Posted: 28 Dec, 2020

Difficulty: Hard

#### Given 'K' sorted linked lists, each list is sorted in increasing order. You need to merge all these lists into one single sorted list. You need to return the head of the final linked list.

##### Input format:

```
The first line of input contains an integer 'T' denoting the number of queries or test cases.
The first line of each test case consists of an integer 'K' denoting the number of lists.
Next 'K' lines for each test case will have space separated integers and ith line will have elements of the ith linked list separated by a single space and terminated by -1.
```

##### Output format:

```
For each test case, print a single line containing space-separated denoting the elements of the merged sorted list. The elements of the linked list must be separated by a single space and terminated by -1.
The output of each test case will be printed in a separate line.
```

##### Note:

```
You do not need to print anything, it has already been taken care of. Just implement the given function.
```

##### Constraints:

```
1 <= T <= 10
0 <= K <= 10 ^ 3
0 <= length of lists <= 100
(-10 ^ 9) <= value of list elements <= (10 ^ 9) && value of list elements != -1.
Time limit: 1 sec.
```

Approach 1

- The idea is to pick the nodes of the final list one by one, by comparing heads of all K lists.
- Pick the list with the smallest head value, add that node to the final node and move the head pointer of that list one node ahead.
- Say you have chosen the list A -> B-> C -> NULL. with the smallest head value. And currently your final list is E -> F -> G -> H-> NULL.
- Then you simply disconnect the node A from list A -> B -> C-> NULL, so it becomes B -> C-> NULL. And A to your final list E -> F -> G -> H -> A -> NULL.

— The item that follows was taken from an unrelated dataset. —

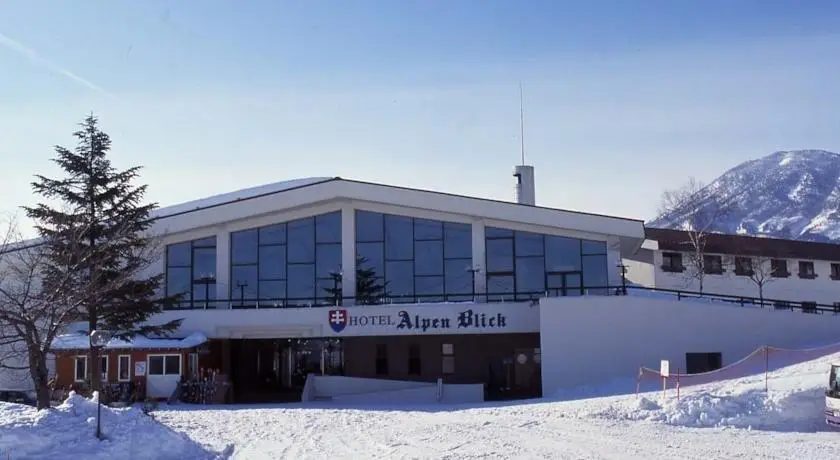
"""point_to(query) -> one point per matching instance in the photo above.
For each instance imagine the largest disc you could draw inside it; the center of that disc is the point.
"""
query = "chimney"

- Repeat step 2, until all lists get empty.
- In this way, we get our final list.

Approach 2

Approach 3

- The idea is to use priority queue to reduce searching time for list with smaller head value.
- We will maintain a priority queue for the head node of K list.
- The top of the queue gives the nodes with smaller value.
- We will add this head node into our final list and move the head pointer of that list to the next node of that list and update it in our queue.
- We will repeat step 3 and 4, until the queue becomes empty.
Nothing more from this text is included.